2. Compute the 3rd order transformation in x and y between two coordinate systems. A record called "m51.coo" will be written in the database file "database". This record supersedes the one of the same name written in example 1.
cl> geomap m51.coo database 1. 512. 1. 512. xxo=4 xyo=4 \ >>> yxo=4 yyo=4 xxt=full yxt=full inter-
3. Register a 500 by 500 image of m51 to an 800 by 800 image of the same field taken with a different instrument, and display the original 800 by 800 image and the transformed image.
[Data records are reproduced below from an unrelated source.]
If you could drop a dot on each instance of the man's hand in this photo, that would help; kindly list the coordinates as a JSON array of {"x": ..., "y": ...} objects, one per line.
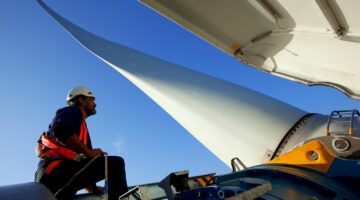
[{"x": 75, "y": 144}]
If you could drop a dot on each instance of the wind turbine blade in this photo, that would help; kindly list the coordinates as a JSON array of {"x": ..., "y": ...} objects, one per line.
[{"x": 228, "y": 119}]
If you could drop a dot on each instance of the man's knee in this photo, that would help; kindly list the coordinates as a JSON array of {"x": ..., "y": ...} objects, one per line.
[{"x": 117, "y": 161}]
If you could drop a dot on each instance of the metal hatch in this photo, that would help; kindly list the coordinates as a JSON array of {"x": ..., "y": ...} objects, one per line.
[{"x": 308, "y": 41}]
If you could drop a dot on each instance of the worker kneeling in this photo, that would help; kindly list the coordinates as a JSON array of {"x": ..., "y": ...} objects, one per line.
[{"x": 68, "y": 161}]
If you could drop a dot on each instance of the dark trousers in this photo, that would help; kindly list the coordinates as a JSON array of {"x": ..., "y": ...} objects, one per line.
[{"x": 93, "y": 173}]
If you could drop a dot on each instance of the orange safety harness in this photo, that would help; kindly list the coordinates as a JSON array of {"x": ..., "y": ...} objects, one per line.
[{"x": 53, "y": 150}]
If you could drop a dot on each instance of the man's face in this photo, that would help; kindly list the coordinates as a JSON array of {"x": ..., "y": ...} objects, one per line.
[{"x": 89, "y": 106}]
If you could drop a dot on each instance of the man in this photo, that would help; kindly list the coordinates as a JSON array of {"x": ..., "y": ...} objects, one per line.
[{"x": 68, "y": 161}]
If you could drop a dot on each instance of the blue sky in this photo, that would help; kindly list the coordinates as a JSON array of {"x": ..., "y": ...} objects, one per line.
[{"x": 40, "y": 63}]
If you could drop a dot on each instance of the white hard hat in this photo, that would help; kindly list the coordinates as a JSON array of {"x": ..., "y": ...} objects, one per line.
[{"x": 79, "y": 91}]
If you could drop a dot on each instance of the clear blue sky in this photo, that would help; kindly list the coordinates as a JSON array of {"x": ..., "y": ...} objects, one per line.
[{"x": 40, "y": 62}]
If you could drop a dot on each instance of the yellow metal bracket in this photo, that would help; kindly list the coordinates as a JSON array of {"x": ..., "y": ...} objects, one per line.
[{"x": 313, "y": 154}]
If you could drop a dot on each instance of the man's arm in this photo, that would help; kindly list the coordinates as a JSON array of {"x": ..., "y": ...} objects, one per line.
[{"x": 76, "y": 145}]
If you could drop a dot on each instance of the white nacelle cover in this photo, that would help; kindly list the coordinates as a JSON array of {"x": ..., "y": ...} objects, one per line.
[{"x": 312, "y": 42}]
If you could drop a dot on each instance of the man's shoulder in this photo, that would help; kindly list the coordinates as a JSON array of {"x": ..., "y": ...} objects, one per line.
[{"x": 69, "y": 110}]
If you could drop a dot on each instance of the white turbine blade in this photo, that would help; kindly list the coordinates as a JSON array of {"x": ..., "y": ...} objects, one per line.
[
  {"x": 308, "y": 41},
  {"x": 228, "y": 119}
]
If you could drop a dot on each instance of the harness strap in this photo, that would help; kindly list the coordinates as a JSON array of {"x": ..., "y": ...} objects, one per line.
[{"x": 51, "y": 166}]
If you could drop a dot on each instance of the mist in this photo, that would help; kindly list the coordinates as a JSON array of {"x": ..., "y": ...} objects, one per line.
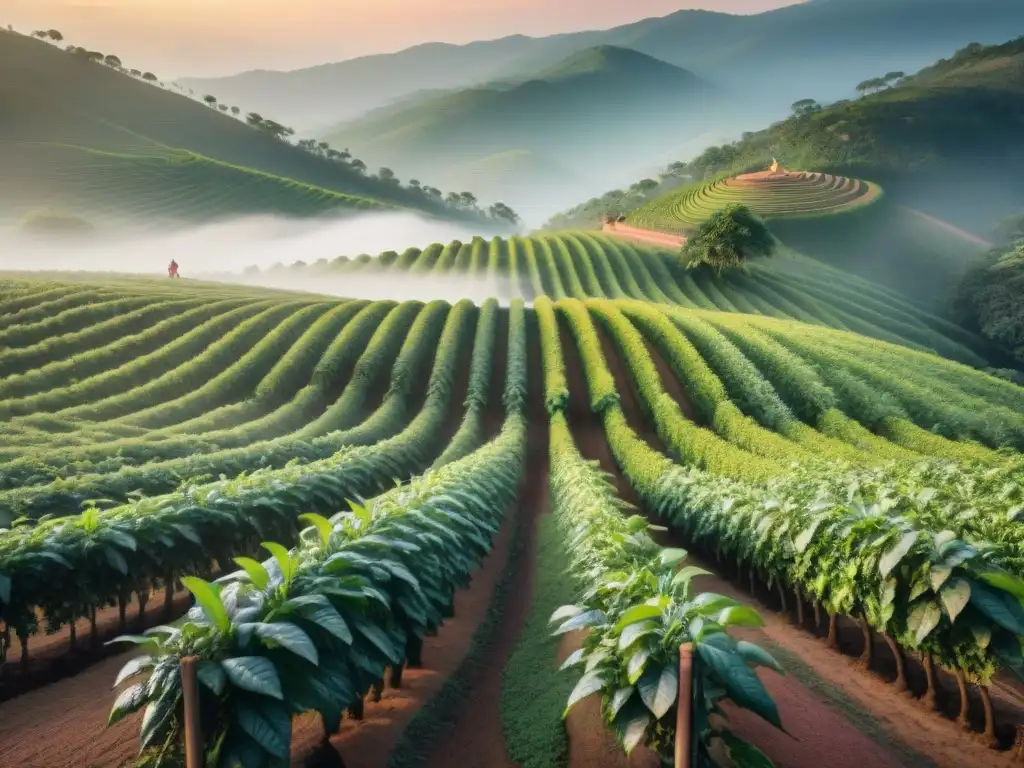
[
  {"x": 376, "y": 284},
  {"x": 226, "y": 246}
]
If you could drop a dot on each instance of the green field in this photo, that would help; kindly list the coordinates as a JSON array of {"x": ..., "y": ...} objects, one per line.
[
  {"x": 81, "y": 138},
  {"x": 800, "y": 195},
  {"x": 825, "y": 434}
]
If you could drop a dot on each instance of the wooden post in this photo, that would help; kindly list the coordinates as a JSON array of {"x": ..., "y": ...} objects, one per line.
[
  {"x": 194, "y": 733},
  {"x": 684, "y": 707}
]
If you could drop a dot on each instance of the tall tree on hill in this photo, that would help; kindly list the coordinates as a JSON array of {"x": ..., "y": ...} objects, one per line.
[{"x": 728, "y": 239}]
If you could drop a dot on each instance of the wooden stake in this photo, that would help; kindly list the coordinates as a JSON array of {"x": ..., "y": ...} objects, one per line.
[
  {"x": 684, "y": 707},
  {"x": 194, "y": 733}
]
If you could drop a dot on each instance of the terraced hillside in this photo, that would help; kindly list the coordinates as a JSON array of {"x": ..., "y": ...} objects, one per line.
[
  {"x": 780, "y": 196},
  {"x": 195, "y": 421},
  {"x": 85, "y": 138},
  {"x": 586, "y": 264}
]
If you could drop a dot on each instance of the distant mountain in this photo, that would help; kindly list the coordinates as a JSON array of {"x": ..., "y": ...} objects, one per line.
[
  {"x": 580, "y": 113},
  {"x": 85, "y": 137},
  {"x": 814, "y": 49}
]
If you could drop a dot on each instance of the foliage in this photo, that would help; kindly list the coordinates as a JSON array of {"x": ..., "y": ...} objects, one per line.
[
  {"x": 990, "y": 298},
  {"x": 728, "y": 239}
]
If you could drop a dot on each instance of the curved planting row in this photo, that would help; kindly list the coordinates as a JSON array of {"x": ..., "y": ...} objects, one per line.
[
  {"x": 583, "y": 265},
  {"x": 925, "y": 553},
  {"x": 783, "y": 195}
]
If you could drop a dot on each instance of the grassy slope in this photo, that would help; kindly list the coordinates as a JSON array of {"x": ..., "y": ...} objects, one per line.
[
  {"x": 763, "y": 54},
  {"x": 941, "y": 141},
  {"x": 78, "y": 134},
  {"x": 568, "y": 113}
]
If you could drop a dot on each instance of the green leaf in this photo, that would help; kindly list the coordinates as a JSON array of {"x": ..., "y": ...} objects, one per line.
[
  {"x": 284, "y": 559},
  {"x": 129, "y": 701},
  {"x": 739, "y": 615},
  {"x": 208, "y": 596},
  {"x": 254, "y": 674},
  {"x": 891, "y": 558},
  {"x": 672, "y": 557},
  {"x": 743, "y": 754},
  {"x": 999, "y": 606},
  {"x": 658, "y": 688},
  {"x": 923, "y": 619},
  {"x": 329, "y": 620},
  {"x": 757, "y": 655},
  {"x": 572, "y": 659},
  {"x": 634, "y": 731},
  {"x": 1004, "y": 581},
  {"x": 955, "y": 596},
  {"x": 590, "y": 619},
  {"x": 636, "y": 665},
  {"x": 270, "y": 732},
  {"x": 257, "y": 573},
  {"x": 634, "y": 632},
  {"x": 741, "y": 684},
  {"x": 637, "y": 613},
  {"x": 212, "y": 676},
  {"x": 288, "y": 636},
  {"x": 321, "y": 523},
  {"x": 589, "y": 684},
  {"x": 565, "y": 612},
  {"x": 686, "y": 574},
  {"x": 619, "y": 699},
  {"x": 134, "y": 667}
]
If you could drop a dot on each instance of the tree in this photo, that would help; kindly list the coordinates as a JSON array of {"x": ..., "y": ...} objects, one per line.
[
  {"x": 502, "y": 211},
  {"x": 728, "y": 238},
  {"x": 805, "y": 107}
]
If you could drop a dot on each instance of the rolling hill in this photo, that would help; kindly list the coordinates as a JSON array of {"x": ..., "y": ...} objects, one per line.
[
  {"x": 88, "y": 139},
  {"x": 943, "y": 143},
  {"x": 761, "y": 55},
  {"x": 571, "y": 116}
]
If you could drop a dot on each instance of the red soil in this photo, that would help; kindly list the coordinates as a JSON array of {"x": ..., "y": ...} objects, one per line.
[
  {"x": 815, "y": 726},
  {"x": 476, "y": 740},
  {"x": 645, "y": 236},
  {"x": 368, "y": 742}
]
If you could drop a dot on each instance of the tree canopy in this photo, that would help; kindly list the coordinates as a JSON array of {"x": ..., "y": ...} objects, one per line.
[{"x": 728, "y": 239}]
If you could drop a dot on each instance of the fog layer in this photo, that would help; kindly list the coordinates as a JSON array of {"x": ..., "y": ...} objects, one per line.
[{"x": 226, "y": 246}]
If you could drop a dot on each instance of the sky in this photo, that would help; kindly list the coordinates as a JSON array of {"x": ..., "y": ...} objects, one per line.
[{"x": 207, "y": 38}]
Use the default fitting parameters.
cl> geomap m51.coo database 1.0 800.0 1.0 800.0 cl> gregister m51.500 m51.500.out database m51.coo cl> display m51.800 1 fi+ cl> display m51.500.out 2 fi+
4. Use the above transform to transform a list of object pixel coordinates in the m51.800 image to their pixel coordinates in the m51.500 system.
cl> geoxytran m51.800.xy m51.500.xy database m51.coo
5. Transform object pixel coordinates in the m51.500 image to their pixel coordinates in the m51.800 image. Note that to do this the roles of the reference and input coordinates defined in example 3 must be reversed and the inverse transform must be computed.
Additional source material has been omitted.